Conventional methods for rock mass classification such as cell mapping and scanline survey have limitation because of human bias and hazard to access rock wall. Development of data collection methods utilizing hyperspectral imagery and terrestrial laser scanning enables engineers to obtain more sophisticated and accurate information about rock mass conditions, without human bias. This paper shows that rock mass parameters can be investigated from those two imagery systems. Hyperspectral imagery identifies weathering and alteration zone, and terrestrial laser scanning indicates orientation, roughness, and joint spacing of a given rock slope.

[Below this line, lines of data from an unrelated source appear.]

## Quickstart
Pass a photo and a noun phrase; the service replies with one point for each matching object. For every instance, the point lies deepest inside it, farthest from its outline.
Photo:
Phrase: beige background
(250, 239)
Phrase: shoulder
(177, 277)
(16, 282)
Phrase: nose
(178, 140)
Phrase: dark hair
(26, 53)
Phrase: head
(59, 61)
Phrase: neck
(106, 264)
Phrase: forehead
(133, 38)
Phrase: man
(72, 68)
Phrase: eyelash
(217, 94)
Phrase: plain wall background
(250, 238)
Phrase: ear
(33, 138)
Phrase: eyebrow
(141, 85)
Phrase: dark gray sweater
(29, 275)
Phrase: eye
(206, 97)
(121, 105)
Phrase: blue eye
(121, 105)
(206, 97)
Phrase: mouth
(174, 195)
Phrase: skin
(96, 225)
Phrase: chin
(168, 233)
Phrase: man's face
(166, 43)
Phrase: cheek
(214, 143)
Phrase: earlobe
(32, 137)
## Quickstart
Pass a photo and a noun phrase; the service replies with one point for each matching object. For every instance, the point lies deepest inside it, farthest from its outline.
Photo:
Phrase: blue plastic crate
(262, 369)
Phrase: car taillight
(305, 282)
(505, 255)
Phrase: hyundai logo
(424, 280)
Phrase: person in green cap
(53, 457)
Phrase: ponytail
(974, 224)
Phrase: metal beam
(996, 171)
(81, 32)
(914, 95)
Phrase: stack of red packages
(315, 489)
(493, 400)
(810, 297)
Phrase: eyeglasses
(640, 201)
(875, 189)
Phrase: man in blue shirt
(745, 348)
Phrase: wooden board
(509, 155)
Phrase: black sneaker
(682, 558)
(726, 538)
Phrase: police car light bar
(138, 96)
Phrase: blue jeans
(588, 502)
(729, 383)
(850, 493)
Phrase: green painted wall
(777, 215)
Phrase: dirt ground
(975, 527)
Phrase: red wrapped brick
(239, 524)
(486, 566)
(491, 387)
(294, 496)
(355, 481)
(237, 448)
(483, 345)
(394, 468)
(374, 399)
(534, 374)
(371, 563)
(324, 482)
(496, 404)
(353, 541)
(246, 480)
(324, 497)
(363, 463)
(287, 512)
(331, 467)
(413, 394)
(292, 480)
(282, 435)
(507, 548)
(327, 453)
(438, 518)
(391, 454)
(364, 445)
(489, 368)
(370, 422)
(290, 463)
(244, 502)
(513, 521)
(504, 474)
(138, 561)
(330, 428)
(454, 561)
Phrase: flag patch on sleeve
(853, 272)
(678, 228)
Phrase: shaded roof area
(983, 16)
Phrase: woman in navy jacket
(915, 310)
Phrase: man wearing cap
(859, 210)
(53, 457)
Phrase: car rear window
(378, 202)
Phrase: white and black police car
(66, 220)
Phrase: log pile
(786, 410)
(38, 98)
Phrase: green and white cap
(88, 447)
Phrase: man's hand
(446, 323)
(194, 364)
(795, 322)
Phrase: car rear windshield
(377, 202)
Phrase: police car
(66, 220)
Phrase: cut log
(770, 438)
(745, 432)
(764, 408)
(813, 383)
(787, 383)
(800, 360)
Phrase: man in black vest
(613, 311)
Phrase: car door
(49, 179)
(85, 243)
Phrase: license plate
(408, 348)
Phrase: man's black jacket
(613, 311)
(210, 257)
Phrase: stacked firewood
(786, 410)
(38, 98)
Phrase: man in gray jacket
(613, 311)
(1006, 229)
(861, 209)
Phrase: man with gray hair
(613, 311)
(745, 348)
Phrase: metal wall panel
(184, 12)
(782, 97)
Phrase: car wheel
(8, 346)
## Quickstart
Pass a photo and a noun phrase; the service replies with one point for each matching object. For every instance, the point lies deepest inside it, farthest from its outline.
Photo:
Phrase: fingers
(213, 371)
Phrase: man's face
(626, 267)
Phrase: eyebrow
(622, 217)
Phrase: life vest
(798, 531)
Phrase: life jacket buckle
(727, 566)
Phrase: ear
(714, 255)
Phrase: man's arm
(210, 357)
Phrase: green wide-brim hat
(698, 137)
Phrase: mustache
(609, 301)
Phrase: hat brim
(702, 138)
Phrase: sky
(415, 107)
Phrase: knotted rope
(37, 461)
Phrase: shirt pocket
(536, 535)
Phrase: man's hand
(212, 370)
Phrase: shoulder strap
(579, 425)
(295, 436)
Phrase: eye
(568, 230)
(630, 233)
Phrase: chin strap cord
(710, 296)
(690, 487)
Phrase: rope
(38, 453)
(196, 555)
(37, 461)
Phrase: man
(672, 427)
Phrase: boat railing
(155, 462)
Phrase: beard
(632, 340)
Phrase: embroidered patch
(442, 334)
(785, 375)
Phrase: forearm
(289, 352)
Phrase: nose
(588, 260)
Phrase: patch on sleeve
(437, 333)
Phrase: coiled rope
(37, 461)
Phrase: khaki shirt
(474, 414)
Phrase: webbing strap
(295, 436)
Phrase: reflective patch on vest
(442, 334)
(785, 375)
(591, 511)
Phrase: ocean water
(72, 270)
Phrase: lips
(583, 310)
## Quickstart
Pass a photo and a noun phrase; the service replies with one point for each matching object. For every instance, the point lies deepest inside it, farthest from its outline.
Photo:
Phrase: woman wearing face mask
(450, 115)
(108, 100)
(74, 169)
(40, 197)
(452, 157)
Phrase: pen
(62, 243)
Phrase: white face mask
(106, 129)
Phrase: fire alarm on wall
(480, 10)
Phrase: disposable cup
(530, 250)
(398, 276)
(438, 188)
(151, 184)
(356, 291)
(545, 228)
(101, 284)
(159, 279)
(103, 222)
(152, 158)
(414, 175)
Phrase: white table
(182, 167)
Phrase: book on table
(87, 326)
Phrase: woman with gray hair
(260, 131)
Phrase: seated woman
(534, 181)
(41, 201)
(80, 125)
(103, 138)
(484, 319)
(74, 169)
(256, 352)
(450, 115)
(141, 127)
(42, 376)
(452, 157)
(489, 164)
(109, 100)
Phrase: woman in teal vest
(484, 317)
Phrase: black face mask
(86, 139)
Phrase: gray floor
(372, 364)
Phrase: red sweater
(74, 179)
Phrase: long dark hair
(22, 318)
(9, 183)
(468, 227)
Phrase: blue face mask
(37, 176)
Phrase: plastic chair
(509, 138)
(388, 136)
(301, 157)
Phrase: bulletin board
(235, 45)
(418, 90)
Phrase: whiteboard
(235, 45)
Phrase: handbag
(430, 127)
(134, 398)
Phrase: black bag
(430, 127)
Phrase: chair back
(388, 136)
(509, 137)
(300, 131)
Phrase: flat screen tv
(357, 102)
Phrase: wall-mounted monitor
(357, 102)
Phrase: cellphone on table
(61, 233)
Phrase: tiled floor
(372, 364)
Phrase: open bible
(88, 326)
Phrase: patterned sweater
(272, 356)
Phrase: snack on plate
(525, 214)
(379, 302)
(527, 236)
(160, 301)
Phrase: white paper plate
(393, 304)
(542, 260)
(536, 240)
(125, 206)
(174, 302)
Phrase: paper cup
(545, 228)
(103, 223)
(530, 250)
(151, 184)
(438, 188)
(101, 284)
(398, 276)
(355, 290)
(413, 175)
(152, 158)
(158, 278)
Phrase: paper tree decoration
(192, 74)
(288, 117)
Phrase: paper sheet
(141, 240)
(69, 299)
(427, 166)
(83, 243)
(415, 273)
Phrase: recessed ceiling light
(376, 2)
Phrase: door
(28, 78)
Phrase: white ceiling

The supervised learning procedure with a small training image is used to understand sitespecific or area-specific discontinuity and weathering trends. The final result shows quantified values for rock mass parameters with a 3D digital geology model fused with a hyperspectral thematic image. The site-specific rock mass representation by the proposed method can be advisable to reduce the time required for the survey in a hazardous environment, and provide consistent classification results regardless of the surveyor.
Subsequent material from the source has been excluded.